The incidence and severity had significant differences among locations (p<0.01). The Chilocoyo location had the highest final disease incidence and severity values, while Lipuntahuaca had the lowest level of incidence and severity (Figure 2). Plants of the Garnica variety had 29.0% to 55.0% incidence, while the plants of Typica had 24.7% to 48.2% incidence. According to the analysis of variance, Typica and Garnica varieties had no significant differences in the incidence in each of the locations (Figure 2A). Regarding the average severity, the Typica variety reached values between 1.7% and 3.5%, while the Garnica variety had values between 2.9% and 4.8%. These varieties had significant differences in severity only in the Lipuntahuaca location (p≤0.01), where the Garnica variety was more susceptible to the disease (Figure 2B). According to reports from the Coffee Rust Surveillance Program, varieties Garnica and Typica have been the most severely affected compared to other varieties such as Geisha, Costa Rica and Catimor (^{PVEF-CAFETO, 2018}).

The disease was not eradicated with the use of biofungicides, but the applications of M. alternifolia reduced the infection caused by the fungus at the plant level. They also showed a tendency to reduce the disease after two applications; that is, 29 days after the first application; also although it did not prevent an increase, it was the treatment with the lowest apparent infection rate (r=0.028, p≤0.05). By using M. alternifolia, the percentage of disease reduction compared to the control, at the end of the evaluation, was 20.9% for incidence, 35.4% for severity, 14.2% for AUDPC and 39.1% for apparent infection rate. The Typica and Garnica varieties did not show significant differences in H. vastatrix incidence and severity, except in the Lipuntahuaca location, where the Garnica variety had the highest level of foliar damage. The use of M. alternifolia extracts to control rust in young coffee plants could be combined with integrated management practices as a compatible alternative aligned with the principles of sustainable organic coffee production. However, these results suggest that further research must be done, considering better inoculum control, alternative doses, reproductive-age plants and periods of higher regional epidemic intensity.

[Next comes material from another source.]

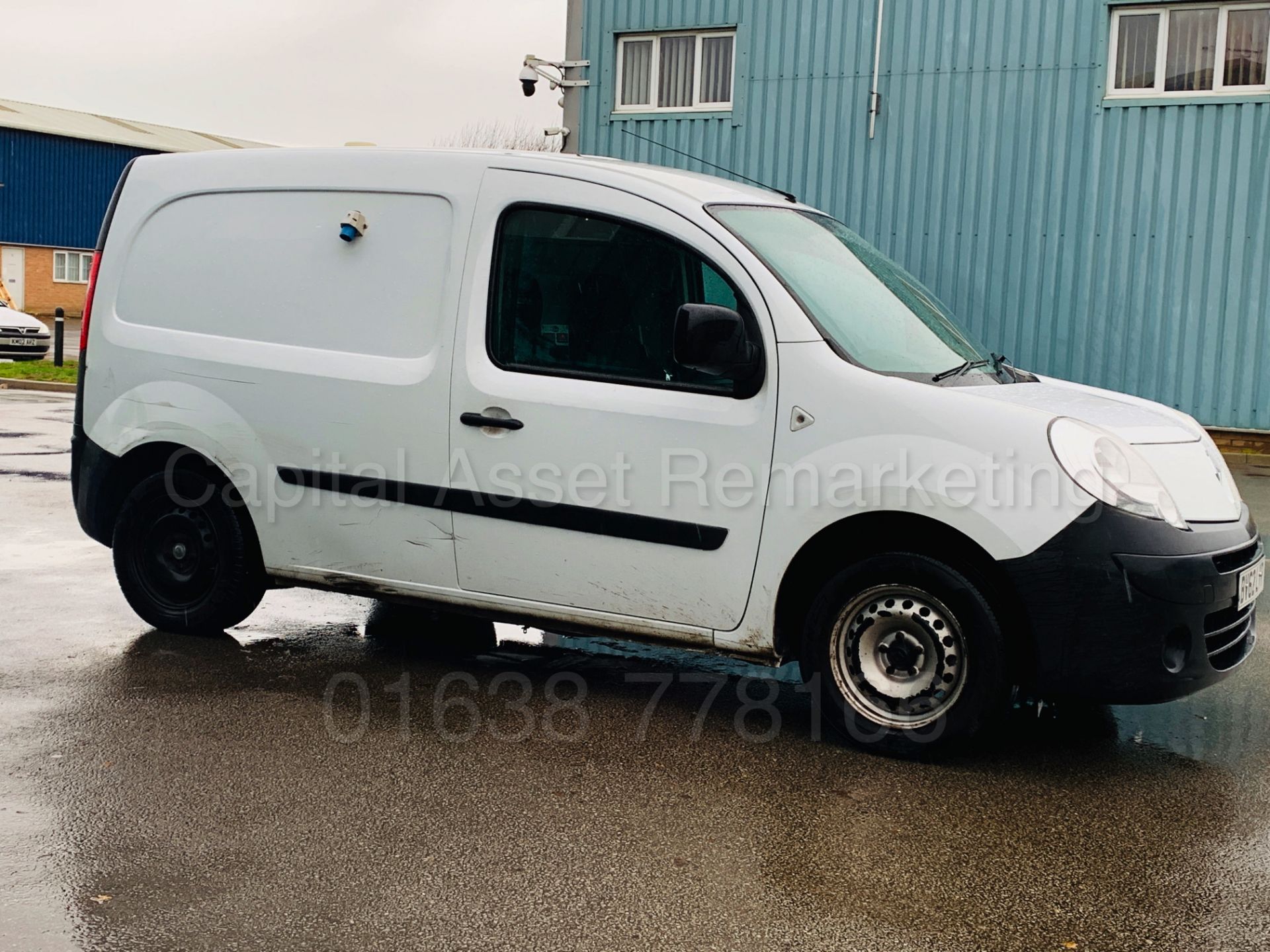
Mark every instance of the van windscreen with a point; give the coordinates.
(865, 305)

Figure 2. Behavior of coffee rust in young plants of two varieties evaluated per location in the field in Huehuetla, Puebla. A) Incidence, B) Severity. The incidence and severity were statistically compared using transformed values. The bars show non transformed values. TY=Typica, GA=Garnica. Bars with the same letter in each locality are statistically the same (Duncan, p≤0.05). The bars represent the standard error of the mean at each evaluation.